На закате заметно приморозило. В наступающих сумерках над Катунью собрался туман. Становилось всё труднее разглядеть что-либо. Мужики с облегчением вздохнули, когда за очередным поворот услышали лай. Уставшие за трудный день лошадки тоже почуяли близость жилья, приободрились и прибавили шагу.
Перешли по осклизлым валунам бурную Кубу. Сразу за ней в сгущающихся сумерках затемнели на фоне снега пятна изб и алтайских аилов. Горьковатый запах печного дыма сообщал путникам о том, что в посёлке есть жители.
Рядом с первой же избой, что попалась на пути двум Иванам, прямо над высокими бревенчатыми воротами они увидели шест с клоком сена на конце. Так в Сибири принято оповещать путников, что хозяева готовы пустить постояльцев.
– Вишь, Вязилкин, нас как будто ждут, – Новосёлов быстро подошел к закрытым ставнями окнам и постучал.
– Да кто этих кержаков знат, – ворчал Вязилкин, может они прохожий люд приманивают, а сами, как есть грабители… или в деревне ЧК злодействует…
Он не успел закончить фразу, как протяжно заскрипели петли ворот. В образовавшуюся между створками щель высунулась заросшая седой бородой голова в такой же мохнатой папахе, как и путников. Дед стоял молча, как будто ждал слова заветного. Только переминался подшитыми пимами по скрипучему снежку.
– Доброго здравия! Дедушка, – обратился к нему Новосёлов. – Пустишь ли в хату усталых путников?

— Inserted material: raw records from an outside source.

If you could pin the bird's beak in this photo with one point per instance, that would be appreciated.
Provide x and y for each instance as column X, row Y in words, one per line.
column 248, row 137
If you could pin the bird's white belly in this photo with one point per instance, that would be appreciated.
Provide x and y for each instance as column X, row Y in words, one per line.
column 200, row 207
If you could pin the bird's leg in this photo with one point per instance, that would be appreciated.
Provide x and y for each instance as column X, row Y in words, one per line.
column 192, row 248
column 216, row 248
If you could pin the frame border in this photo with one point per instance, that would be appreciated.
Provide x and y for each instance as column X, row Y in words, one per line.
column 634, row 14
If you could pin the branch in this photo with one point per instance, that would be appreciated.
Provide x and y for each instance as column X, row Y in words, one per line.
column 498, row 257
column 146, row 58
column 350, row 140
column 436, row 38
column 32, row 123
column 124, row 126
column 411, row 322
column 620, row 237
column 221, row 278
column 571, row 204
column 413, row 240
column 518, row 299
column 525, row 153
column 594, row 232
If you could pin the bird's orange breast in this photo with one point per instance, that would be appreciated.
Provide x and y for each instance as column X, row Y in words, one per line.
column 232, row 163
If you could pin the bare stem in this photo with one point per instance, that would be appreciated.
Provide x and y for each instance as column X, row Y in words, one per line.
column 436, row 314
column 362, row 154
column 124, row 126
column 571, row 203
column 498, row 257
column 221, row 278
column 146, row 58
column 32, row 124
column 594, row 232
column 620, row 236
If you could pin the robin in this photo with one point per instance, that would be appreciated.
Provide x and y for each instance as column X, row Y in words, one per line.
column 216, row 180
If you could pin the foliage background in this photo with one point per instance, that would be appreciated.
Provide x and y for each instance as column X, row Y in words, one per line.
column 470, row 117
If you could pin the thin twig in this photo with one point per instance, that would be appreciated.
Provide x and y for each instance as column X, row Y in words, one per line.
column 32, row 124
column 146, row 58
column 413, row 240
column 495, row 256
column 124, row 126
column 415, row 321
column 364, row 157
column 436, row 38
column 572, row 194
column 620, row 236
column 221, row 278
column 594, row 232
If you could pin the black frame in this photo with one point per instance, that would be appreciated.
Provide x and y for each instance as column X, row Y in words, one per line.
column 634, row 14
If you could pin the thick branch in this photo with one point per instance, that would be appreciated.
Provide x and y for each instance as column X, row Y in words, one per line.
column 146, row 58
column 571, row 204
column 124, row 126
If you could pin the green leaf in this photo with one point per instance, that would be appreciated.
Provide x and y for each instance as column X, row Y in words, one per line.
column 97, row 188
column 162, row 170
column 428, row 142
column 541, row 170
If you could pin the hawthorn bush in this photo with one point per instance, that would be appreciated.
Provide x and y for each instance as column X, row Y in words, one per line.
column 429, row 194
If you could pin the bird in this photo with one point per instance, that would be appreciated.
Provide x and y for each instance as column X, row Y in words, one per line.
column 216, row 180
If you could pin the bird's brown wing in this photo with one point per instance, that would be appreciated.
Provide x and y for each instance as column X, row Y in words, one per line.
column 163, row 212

– Это, смотря каких путников. Вы красные, али белые?
– Вон ты как вопрос ставишь… Тогда понятно. А в деревне у вас сегодня кто при власти? Нам как-то ни те, ни другие не по ндраву…
– Про Максима Белокобыльского слыхали, чи нет?
– Да, как же не слыхать, он у нас эскадроном командовал, – голос Новосёлова зазвучал бодрее, – у него ещё сестра Анька была. Ох, лиха девка!
– Тогда заходите гости дорогие, разбойнички лихие, смертоубивцы, ядрить вас через коромысло…
– Э-э-э, ты шути дедуля, да без переборов, – прибаутки старика не понравились Ивану. – Ты, на ус свой сивый себе намотай. Анархист – не разбойник. Он всегда за простого человека и против любого насилия.
– Ага, против насилия оне, – не поняв намёка, старик, продолжал брюзжать. – А пошто тогда Проньку Михайлова вместе с бабой евойной шашками порубали?
– Этот твой Пронька поди из богатеев?
– Богаче всех в Элекмонаре. Лавку держал. У алтайцев шкурки брал и куды-то…
– Всё ясно! Он, как есть, кулак и капиталист, наживавшийся на ограблении туземного населения. Шашками, наверное, перебор. Максимушка наш мужик резкий, что не так – шашкой – вжик, и нету человека.